All right, I have finally finished the two books on shame that I was reading. Jon Ronson's So You've Been Publicly Shamed and Jennifer Jacquet's Is Shame Necessary? The two books approached the subject of public shaming from different angles. Ronson's book was about individual people who had been shamed and Jacquet's book was more about using shame as a tool toward corporations to influence their decision making.

I wanted to read them because I was starting to feel more and more uncomfortable with the way the online world seems to handle shaming. Someone makes a lame joke over Twitter and people get out their virtual pitchforks and it turns to blood sport. You see pictures posted on your Facebook feed, "Share this image of this person doing this bad thing that I have zero back story or corroborating evidence for but share it and potentially wreck this person's life anyway." Differences in opinions are treated as unbreachable problems instead of points to start a discussion from. And not just unbreachable as in fine, we disagree and will always disagree, but SOMEONE is wrong and must be bashed into submission.

At least verbally. But not entirely I mean let's throw in a rape threat if you are a woman and a death threat works for everyone no matter the gender.

It's all a bit much don't you think?

And yet, there is a place in the world for shame. A little healthy shame keeps us in line socially, we should be concerned with how our actions affect other people. Reminding companies that they need to be good stewards in their quest for profits is a good use for shame as well.

But it's so easy for it to get out of hand and cross the line. I don't think one bad joke, no matter how distasteful you find it, is reason for someone to lose their job. Wouldn't it be better to say, "hey, the reason that's not funny is because...." and point out that the person/group/thing they are making fun of isn't really all that funny. Instead we declare them the worst, just absolutely the worst and they are shamed. And doxxed. And threatened. Because they misspoke. Or even if they didn't misspeak, and they did intend to say something off color, did the virtual pitchforks make a difference?

Did it change their belief system? Did it bring them to another stage of understanding? Or did it just scare them in to silence? And give people ammunition to use in the argument against the growing legions of people speaking out against the thought police? Which, yes, the thought police are always out there, bullying people in to silence, but they aren't a reason why you shouldn't be able to tell someone when they are being an asshole and should have a little shame.

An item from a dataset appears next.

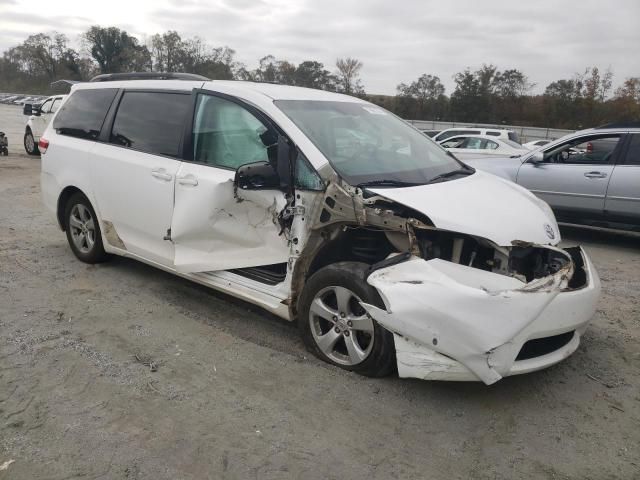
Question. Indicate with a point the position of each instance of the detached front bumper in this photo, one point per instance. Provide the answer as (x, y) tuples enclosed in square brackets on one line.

See how complicated it ends up?

I'm still thinking about it all and will write more later on the subject, but here is the start, the just finished the second book what do I think now that I've seen a few other opinions on the subject, good and bad?

Where is the line? Where is the good vs. bad point? Where is the speak out or shut up measure? When is mass shaming appropriate? When does it lead to positive changes? When does it just hamper discussion? I have a feeling I will never reach a solid yes or no stance but as most things in my life it will be fluid and totally depend on circumstances.

But it's good to think about. To question. To understand why you do and do not do certain things.